Do keep “Sleep–safety” in mind. Do not place anything in the crib that may interfere with the baby’s breathing. This includes soft toys. Avoid objects with cords and any objects with any kind of sharp edges or corners. Make sure the crib you have been using is in keeping with today’s safety standards. Healthy infants who are placed on their backs or sides to sleep, and not on their stomachs, sleep well. The back or side position for sleep might be safer. Various studies suggest that babies sleeping on their backs or sides have a somewhat lower risk of sudden infant death syndrome (SIDS) than babies who sleep on their stomachs.
What should you do?
You could convey, through your actions, that night–time is for sleeping. Avoid stimulation while feeding the baby at night or changing the baby’s diaper. Try and keep the lights dim, and resist the urge to play or talk with your baby.
You should begin to create some sort of bed–time routine like bathing, reading, singing that would help your baby to relax when he’s a bit older. Your newborn may be too young to understand the signals yet, but you can set up the bed–time drill early enough so that you are on the right track later. What if your baby is fussy? You can always rock, cuddle, and sing to your baby as he/she settles down. For the initial months of your baby’s life, “Spoiling” is not a problem. Your child could be fussy due to various conditions like hunger, illness, being overly tired, colic, tight clothes, etc.

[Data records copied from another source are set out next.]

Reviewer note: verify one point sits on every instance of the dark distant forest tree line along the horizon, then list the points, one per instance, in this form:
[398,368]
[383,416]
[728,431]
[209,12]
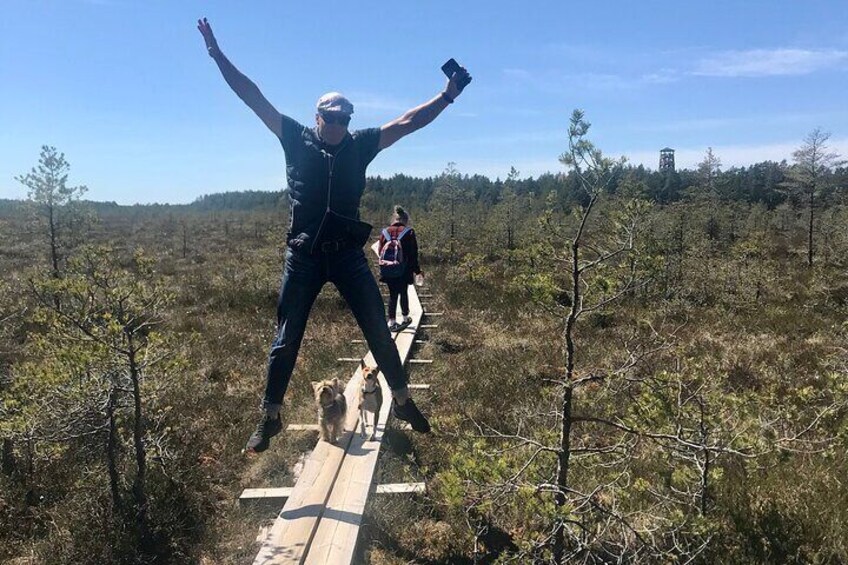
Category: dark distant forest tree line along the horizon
[766,182]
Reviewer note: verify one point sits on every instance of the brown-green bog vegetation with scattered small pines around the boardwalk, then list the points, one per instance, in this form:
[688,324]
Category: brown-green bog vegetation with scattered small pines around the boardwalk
[633,366]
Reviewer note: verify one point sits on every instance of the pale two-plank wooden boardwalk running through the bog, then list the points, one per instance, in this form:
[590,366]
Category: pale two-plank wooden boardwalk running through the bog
[319,523]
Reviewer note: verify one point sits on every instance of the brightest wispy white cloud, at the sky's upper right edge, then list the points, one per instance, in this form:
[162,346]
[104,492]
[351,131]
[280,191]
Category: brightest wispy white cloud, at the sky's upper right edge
[770,62]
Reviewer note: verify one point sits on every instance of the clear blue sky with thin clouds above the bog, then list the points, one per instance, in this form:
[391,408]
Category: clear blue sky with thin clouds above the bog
[125,89]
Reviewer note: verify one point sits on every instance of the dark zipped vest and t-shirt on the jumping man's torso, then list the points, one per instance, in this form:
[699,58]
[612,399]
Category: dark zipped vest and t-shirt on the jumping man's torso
[309,162]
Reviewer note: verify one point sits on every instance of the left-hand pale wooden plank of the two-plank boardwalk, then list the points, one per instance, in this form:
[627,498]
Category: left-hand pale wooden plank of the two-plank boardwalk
[289,538]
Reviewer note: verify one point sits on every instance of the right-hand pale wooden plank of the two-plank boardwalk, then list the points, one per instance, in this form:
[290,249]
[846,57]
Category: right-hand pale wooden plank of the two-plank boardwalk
[335,540]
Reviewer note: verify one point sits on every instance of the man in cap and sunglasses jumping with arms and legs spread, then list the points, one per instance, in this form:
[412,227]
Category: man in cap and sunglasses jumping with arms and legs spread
[325,170]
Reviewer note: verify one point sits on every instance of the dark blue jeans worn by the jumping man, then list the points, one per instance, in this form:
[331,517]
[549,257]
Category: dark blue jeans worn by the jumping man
[303,277]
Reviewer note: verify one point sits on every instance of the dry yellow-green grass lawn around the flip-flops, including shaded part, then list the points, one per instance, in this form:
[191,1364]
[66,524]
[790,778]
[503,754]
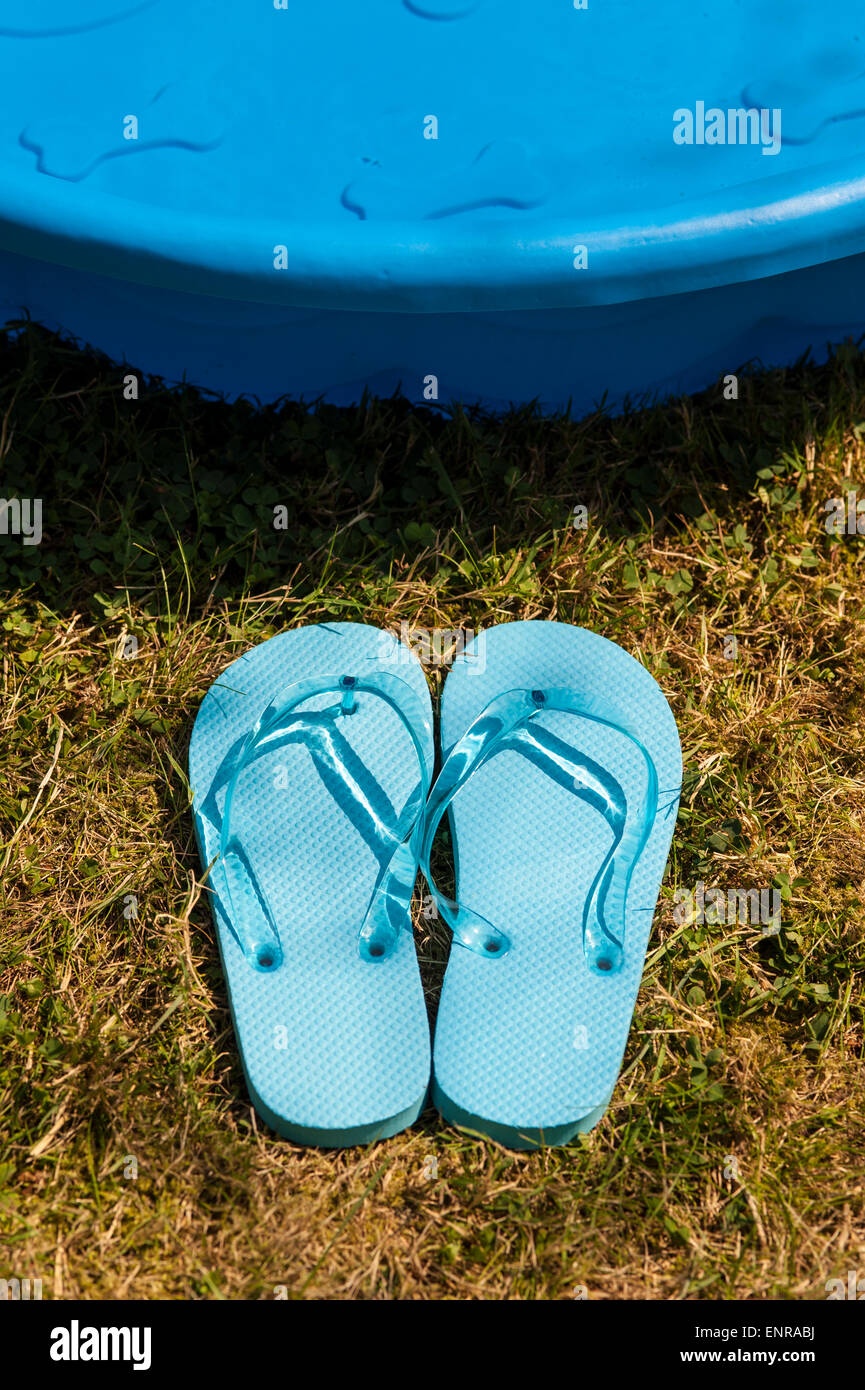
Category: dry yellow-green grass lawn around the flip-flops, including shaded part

Sleep for 1–3 years of age
A simple bed–time routine, should be established and if it remains the same night after night, it is your best bet for fighting the toddler’s cry of “I don’t want to go to bed!” Of course, he doesn’t. When mum, dad, and older siblings are still up and active, and the world is an exciting place of endless discovery, he doesn’t want to miss a thing by going off to sleep.
As your child progressively becomes increasingly aware of the outside world, and various stimuli begin to disturb him more at night, his growing imagination may start interrupting his sleep as a result of it.
How long will your baby sleep?
There’s a wide range of what constitutes “Normal” when it comes to sleep, but generally between the ages of one and two, a toddler requires about 10–13 hours of sleep every day. Whether your child continues to snooze during the morning or afternoon is quite up to his/her individual choice.
Some parents feel their child needs that nap during the day, while others might discover that as their child grows, day–time napping interferes with a good night’s sleep. Sometime during this period, you’ll have to deal with the prospect of combining two short naps into one, or doing away with the nap altogether. It may take several weeks of experimentation to arrive at the right combination of rest/sleep. Just make sure your toddler gets enough rest. It could mean the difference between a happy, sunny disposition and a cranky, hard–to–manage child. Try to become attuned to your child’s needs and personality.